Il s'agit pour Moché de prévenir le peuple d'Israel que son installation "sur la terre que le seigneur ton Dieu t'a donné en héritage" n'est pas un simple emménagement mais qu'elle est assujettie à des lois incontournables comme on dirait aujourd'hui, édictées par Dieu au Sinaï et que lui, prophète entre les prophètes rappelle avant le passage décisif.
J'ai retenu deux idées forces : l'une qui prend en charge tout le passé des tribus d'Israel  et l'autre énonçant ce qui a été le moteur de l'histoire juive, l'élection d'un Seul Dieu et le choix d'un seul peuple, peuple garant dirai-je.
Prenons donc premièrement le concept de Lévinas de terre "permise". En fonction de quoi ?
Rappelez-vous le 1er ordre divin est un mouvement, le "lekh lekha" édicté par Dieu à Abram. C'est le début du rejet absolu de l'immobilisme, de la fixité tant morale que physique, c'est le refus de l'idolâtrie, c'est la rupture d'avec tout le bain maternel (la terre, la maison, le père) pour s'engager dans un premier temps, dans une voie d'exil et d'esclavage, c'est-à-dire d'enseignement de ce qu'est l'autre.
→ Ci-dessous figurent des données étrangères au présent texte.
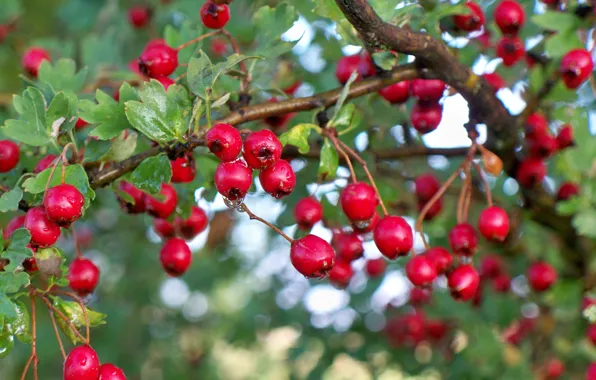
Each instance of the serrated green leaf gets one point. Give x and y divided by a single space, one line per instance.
151 173
329 161
31 128
74 175
9 201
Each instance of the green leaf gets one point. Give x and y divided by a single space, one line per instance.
329 161
298 136
62 75
151 173
31 129
9 201
74 175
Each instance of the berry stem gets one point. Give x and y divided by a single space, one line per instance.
274 228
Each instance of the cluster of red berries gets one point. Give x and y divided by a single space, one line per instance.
82 363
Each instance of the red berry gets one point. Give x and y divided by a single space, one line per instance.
421 270
531 172
137 195
278 180
491 266
441 258
184 169
463 282
463 239
472 21
14 224
565 137
393 236
396 93
139 16
166 205
64 204
262 149
493 223
109 371
215 16
567 190
81 363
224 141
509 16
312 256
195 224
576 67
233 179
43 231
375 267
426 118
175 257
341 273
541 276
495 81
427 90
348 247
83 276
164 228
307 212
33 58
359 202
426 185
9 155
158 60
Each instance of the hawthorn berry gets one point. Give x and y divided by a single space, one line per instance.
427 90
531 172
441 258
396 93
233 179
426 118
279 179
307 212
472 21
509 17
359 202
341 273
393 236
138 197
348 247
158 60
510 50
312 256
493 223
43 231
9 155
224 141
421 270
375 267
576 67
83 276
32 59
262 149
463 282
166 205
81 363
63 204
567 190
175 257
109 371
194 224
215 16
463 239
184 169
541 276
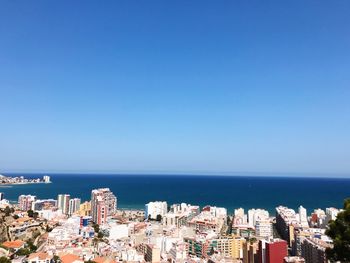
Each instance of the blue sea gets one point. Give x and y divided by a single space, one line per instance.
134 191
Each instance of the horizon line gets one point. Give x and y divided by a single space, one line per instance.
182 173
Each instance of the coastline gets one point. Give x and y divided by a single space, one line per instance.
14 184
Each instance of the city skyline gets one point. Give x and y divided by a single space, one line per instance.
158 87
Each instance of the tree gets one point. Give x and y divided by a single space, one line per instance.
339 231
100 235
96 228
56 259
5 260
159 218
30 213
23 252
31 246
7 211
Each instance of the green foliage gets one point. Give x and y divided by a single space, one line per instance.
56 259
23 252
30 213
31 246
5 260
339 231
35 215
96 227
7 211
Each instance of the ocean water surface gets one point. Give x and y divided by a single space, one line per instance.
134 191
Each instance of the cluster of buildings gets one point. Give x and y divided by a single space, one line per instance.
95 230
21 180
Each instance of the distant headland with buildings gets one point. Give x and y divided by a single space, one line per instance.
9 180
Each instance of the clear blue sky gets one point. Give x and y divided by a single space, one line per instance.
175 86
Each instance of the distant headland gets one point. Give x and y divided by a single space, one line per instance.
8 180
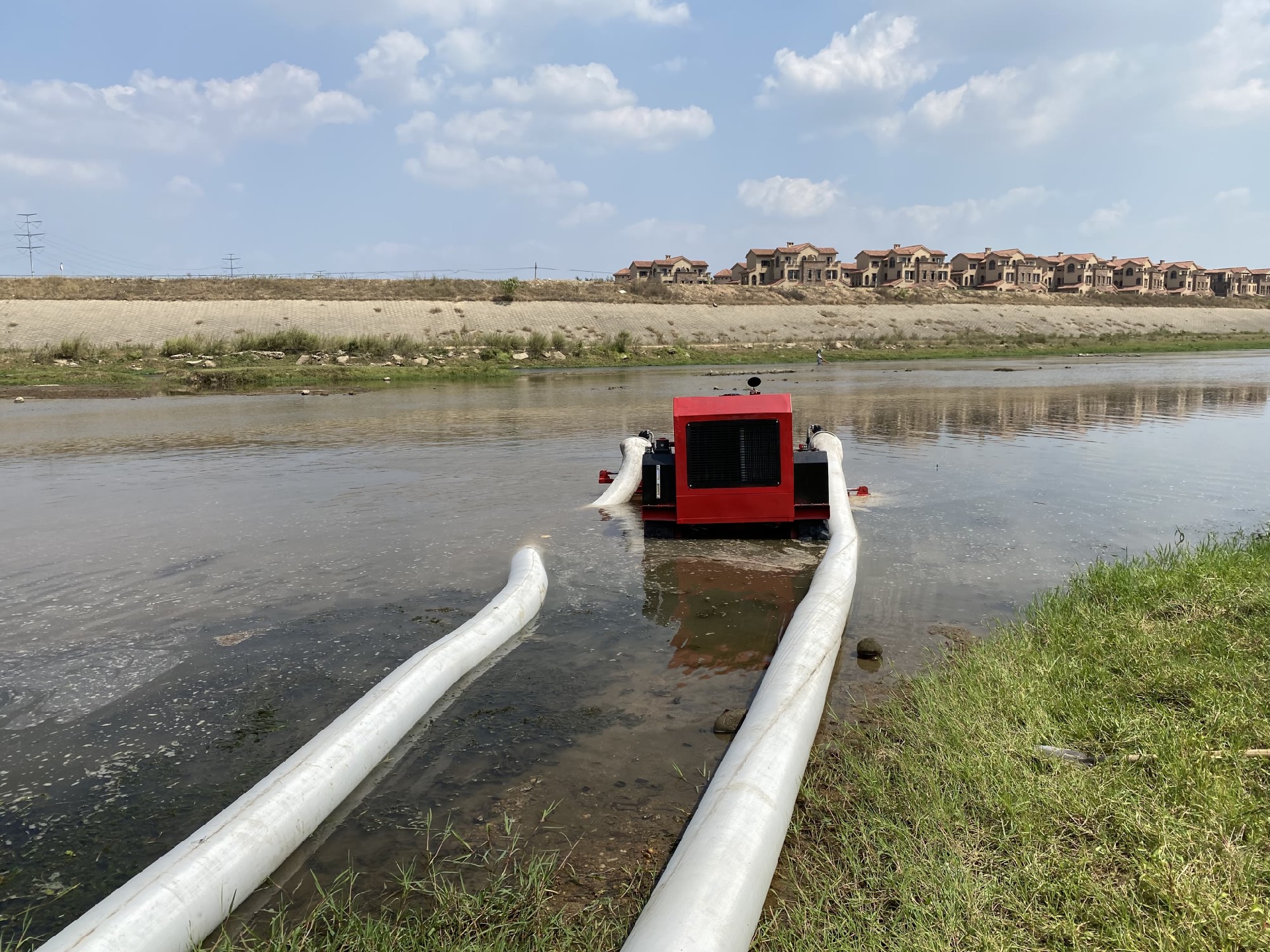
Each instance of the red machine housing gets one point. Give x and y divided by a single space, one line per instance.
733 463
700 506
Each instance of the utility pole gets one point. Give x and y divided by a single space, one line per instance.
26 239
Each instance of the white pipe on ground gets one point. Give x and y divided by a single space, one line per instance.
629 476
178 900
712 894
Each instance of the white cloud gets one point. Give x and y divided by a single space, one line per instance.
489 126
1234 196
62 171
183 187
460 167
646 127
591 87
452 13
1238 46
970 211
874 55
1032 106
168 116
392 66
588 214
1107 219
468 48
417 128
788 198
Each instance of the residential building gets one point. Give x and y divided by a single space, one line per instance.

Pourquoi cet horizon peu attractif et malgré tout porteur ? Car le peuple qu'Abraham aura la charge de réunir doit vivre dans sa chair le besoin vital (la famine), l'exil (ne pas avoir de lieu auquel se rattacher), l'asservissement (être étranger soumis en terre étrangère). L'accent mis sur l'expérience vécue prime sur la pensée quand il s'agit tout simplement de fonder une vie. Il y a là une grande leçon que nos sages ont repris quand ils disent : "ne fais pas à autrui ce que tu ne voudrais pas qu'il te fasse". "Tu aimeras ton prochain comme toi-même car tu as été étranger…". Pour savoir de quoi on parle avant d'en tirer des leçons définitives, il faut avoir vécu les expériences. Un maître hassid dira :
"Les rapports humains viennent avant la Torah » (derech eretz kadma le’Torah.).
Construire une terre viable n'est permis que si et seulement l'Ethique et la Loi s'associent pour  constituer un projet, c'est-à-dire qu'il convient d'associer ce qui maintient la vie du point de vue physiologique –le pain, lekhem- et ce qui l'impulse –le rêve, khalom-. Je ne peux manquer à ce sujet de vous rapporter un délicieux commentaire du rabbin Marc-Alain Ouaknine. Ces deux termes "lehem" et "khalom" sont bâtis sur les mêmes consonnes "lamed-het–mem" qui donnent un total en guematria de 78 pour chaque terme. En les additionnant, on trouve 156, guematria du nom Joseph celui qui a eu faim (la famine sévissant en terre de Canaan), qui a été soumis à l'exil (a été étranger en Egypte) et qui ensuite, grâce aux rêves de gerbes de blé (futur pain) et à leur interprétation, est sorti du cercle vicieux névrotique et ainsi a redonné vie à la révélation de ses Pères.  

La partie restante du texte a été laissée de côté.